1. GA2LEN – the Global Allergy and Asthma European Network is a “Network of Excellence” funded by the European Union 6th Research Framework Programme. It consists of 26 research centres spread throughout Europe, as well as the European Academy of Allergology and Clinical Immunology (EAACI) and the European Federation of Allergy and Airways Diseases Patients Associations (EFA).

2. The 72-page peer-reviewed paper entitled “Nutrition and allergic disease” is published in Clinical and Experimental Allergy Reviews 6: 117-188, 2006 Blackwell Publishing Ltd.

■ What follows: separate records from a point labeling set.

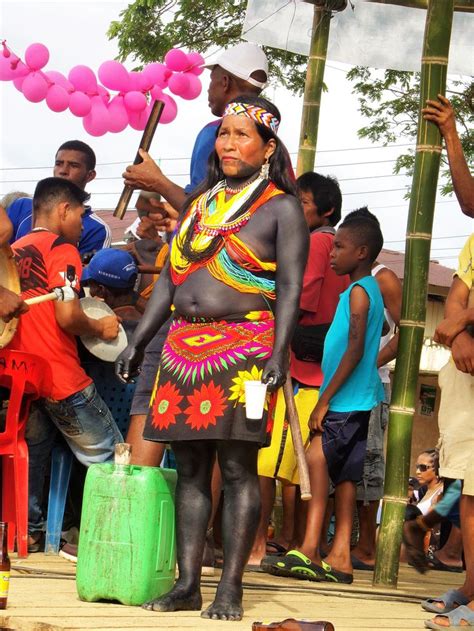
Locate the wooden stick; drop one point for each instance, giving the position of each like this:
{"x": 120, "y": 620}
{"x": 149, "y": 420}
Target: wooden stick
{"x": 145, "y": 144}
{"x": 292, "y": 415}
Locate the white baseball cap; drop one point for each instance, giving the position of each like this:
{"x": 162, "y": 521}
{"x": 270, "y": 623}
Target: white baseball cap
{"x": 241, "y": 61}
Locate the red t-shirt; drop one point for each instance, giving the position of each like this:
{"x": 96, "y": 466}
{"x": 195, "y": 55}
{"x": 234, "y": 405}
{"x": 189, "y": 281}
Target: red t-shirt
{"x": 319, "y": 299}
{"x": 46, "y": 261}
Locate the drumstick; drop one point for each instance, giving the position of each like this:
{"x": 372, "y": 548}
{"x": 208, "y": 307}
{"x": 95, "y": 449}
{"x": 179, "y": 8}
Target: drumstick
{"x": 62, "y": 294}
{"x": 145, "y": 143}
{"x": 292, "y": 415}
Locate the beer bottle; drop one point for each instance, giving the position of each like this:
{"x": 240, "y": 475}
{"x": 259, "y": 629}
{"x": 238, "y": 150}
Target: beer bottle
{"x": 4, "y": 566}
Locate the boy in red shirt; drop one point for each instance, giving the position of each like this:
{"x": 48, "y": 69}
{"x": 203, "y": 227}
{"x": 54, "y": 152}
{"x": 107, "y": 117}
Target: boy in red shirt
{"x": 48, "y": 257}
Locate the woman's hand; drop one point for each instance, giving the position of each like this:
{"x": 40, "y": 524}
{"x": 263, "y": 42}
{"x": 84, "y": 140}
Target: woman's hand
{"x": 274, "y": 373}
{"x": 127, "y": 364}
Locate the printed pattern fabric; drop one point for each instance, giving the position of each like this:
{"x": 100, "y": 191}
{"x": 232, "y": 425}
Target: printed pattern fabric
{"x": 199, "y": 391}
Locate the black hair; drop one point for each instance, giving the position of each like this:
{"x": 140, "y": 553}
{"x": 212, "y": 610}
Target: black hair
{"x": 365, "y": 230}
{"x": 326, "y": 194}
{"x": 53, "y": 190}
{"x": 78, "y": 145}
{"x": 279, "y": 168}
{"x": 434, "y": 455}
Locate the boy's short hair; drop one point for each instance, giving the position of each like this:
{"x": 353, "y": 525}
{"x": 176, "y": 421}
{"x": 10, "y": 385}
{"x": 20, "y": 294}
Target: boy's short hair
{"x": 365, "y": 230}
{"x": 53, "y": 190}
{"x": 78, "y": 145}
{"x": 326, "y": 193}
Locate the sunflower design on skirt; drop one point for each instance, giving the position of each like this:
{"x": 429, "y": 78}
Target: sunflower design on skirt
{"x": 205, "y": 405}
{"x": 166, "y": 406}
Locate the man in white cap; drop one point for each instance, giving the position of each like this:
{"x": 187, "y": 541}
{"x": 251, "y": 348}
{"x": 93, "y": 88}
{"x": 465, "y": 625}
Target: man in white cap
{"x": 241, "y": 69}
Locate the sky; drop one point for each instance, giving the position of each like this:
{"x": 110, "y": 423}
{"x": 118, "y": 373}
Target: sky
{"x": 75, "y": 33}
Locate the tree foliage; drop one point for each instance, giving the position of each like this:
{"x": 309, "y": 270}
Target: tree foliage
{"x": 147, "y": 29}
{"x": 390, "y": 100}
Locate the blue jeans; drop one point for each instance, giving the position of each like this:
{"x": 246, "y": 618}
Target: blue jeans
{"x": 89, "y": 429}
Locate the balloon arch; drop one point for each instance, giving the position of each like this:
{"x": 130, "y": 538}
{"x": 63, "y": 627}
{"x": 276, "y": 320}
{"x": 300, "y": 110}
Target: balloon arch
{"x": 101, "y": 110}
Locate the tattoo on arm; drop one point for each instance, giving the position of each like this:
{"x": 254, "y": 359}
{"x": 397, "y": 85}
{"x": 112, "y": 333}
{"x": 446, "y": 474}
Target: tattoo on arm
{"x": 354, "y": 326}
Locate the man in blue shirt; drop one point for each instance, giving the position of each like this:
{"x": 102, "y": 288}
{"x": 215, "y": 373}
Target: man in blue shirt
{"x": 241, "y": 69}
{"x": 75, "y": 161}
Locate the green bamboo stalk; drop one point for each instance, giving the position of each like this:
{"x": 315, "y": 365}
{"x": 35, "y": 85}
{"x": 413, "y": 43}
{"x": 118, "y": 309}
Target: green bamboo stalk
{"x": 313, "y": 90}
{"x": 420, "y": 222}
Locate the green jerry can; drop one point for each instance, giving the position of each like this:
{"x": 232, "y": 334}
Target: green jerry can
{"x": 127, "y": 548}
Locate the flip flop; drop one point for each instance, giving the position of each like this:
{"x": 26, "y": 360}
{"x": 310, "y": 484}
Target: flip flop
{"x": 455, "y": 618}
{"x": 335, "y": 576}
{"x": 451, "y": 600}
{"x": 435, "y": 564}
{"x": 297, "y": 565}
{"x": 357, "y": 564}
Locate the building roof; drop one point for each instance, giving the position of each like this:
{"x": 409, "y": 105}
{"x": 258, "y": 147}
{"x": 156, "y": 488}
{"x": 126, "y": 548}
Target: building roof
{"x": 439, "y": 278}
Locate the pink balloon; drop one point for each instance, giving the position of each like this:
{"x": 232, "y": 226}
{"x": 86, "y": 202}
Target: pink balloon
{"x": 195, "y": 63}
{"x": 12, "y": 68}
{"x": 176, "y": 60}
{"x": 134, "y": 78}
{"x": 156, "y": 93}
{"x": 97, "y": 122}
{"x": 194, "y": 88}
{"x": 118, "y": 115}
{"x": 57, "y": 98}
{"x": 36, "y": 56}
{"x": 138, "y": 120}
{"x": 83, "y": 79}
{"x": 170, "y": 110}
{"x": 114, "y": 76}
{"x": 80, "y": 104}
{"x": 18, "y": 83}
{"x": 135, "y": 101}
{"x": 103, "y": 93}
{"x": 178, "y": 84}
{"x": 158, "y": 74}
{"x": 35, "y": 87}
{"x": 59, "y": 79}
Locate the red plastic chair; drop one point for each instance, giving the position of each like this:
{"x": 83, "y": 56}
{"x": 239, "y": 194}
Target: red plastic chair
{"x": 28, "y": 377}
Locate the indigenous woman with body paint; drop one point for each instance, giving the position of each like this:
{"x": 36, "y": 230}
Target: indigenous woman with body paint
{"x": 233, "y": 281}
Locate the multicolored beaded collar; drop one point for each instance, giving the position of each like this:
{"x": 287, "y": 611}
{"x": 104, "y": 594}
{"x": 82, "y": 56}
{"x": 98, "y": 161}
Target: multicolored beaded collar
{"x": 256, "y": 113}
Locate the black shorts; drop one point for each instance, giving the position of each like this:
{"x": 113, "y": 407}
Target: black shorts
{"x": 344, "y": 443}
{"x": 149, "y": 368}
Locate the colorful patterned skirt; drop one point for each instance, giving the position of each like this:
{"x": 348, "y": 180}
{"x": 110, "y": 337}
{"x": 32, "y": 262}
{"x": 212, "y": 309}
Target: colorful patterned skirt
{"x": 199, "y": 389}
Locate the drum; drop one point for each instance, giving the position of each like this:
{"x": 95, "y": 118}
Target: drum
{"x": 10, "y": 280}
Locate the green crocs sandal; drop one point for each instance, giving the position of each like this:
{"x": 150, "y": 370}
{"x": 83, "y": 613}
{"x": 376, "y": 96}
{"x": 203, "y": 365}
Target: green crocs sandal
{"x": 297, "y": 565}
{"x": 335, "y": 576}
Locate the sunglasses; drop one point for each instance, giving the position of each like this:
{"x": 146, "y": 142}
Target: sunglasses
{"x": 423, "y": 467}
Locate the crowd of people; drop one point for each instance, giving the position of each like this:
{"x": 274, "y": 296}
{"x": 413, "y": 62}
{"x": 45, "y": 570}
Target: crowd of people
{"x": 246, "y": 274}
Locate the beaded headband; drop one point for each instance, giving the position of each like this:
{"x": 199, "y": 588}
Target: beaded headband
{"x": 256, "y": 113}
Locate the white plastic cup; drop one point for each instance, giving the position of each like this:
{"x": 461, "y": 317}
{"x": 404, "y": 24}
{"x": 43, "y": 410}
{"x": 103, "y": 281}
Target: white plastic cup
{"x": 255, "y": 392}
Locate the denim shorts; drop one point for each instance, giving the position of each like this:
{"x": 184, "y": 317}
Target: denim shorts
{"x": 344, "y": 443}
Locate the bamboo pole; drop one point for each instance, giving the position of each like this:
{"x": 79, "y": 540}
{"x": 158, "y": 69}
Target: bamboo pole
{"x": 313, "y": 90}
{"x": 466, "y": 6}
{"x": 420, "y": 222}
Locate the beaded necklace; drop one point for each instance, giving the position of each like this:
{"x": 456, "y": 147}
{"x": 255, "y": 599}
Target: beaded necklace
{"x": 232, "y": 262}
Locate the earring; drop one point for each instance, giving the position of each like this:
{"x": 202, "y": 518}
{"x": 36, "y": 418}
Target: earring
{"x": 265, "y": 170}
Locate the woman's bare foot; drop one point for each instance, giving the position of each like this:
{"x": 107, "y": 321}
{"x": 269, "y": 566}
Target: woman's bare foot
{"x": 227, "y": 605}
{"x": 178, "y": 599}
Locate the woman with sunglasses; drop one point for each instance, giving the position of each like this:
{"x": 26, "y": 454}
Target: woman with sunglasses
{"x": 427, "y": 475}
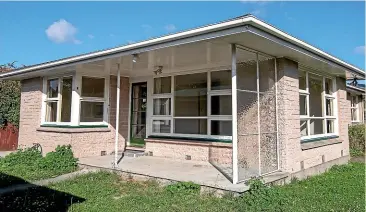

3. The article represents the work of Workpackage 2.1 of GA2LEN. Correspondence should be addressed to the workpackage leader, P. C. Calder, BSc, PhD, DPhil, Professor of Nutritional Immunology, Institute of Nutrition, University of Southampton, UK.

4. The full list of indicators comprises: Sodium and potassium, magnesium, lipids including fatty acids in milk, butter, vegetable oils and fish, antioxidants, including fruit and vegetable intake, flavonoids and flavonoid-rich foods, Vitamin C, Vitamin E, b-Carotene, Vitamin A, selenium, zinc and copper, and probiotics and prebiotics.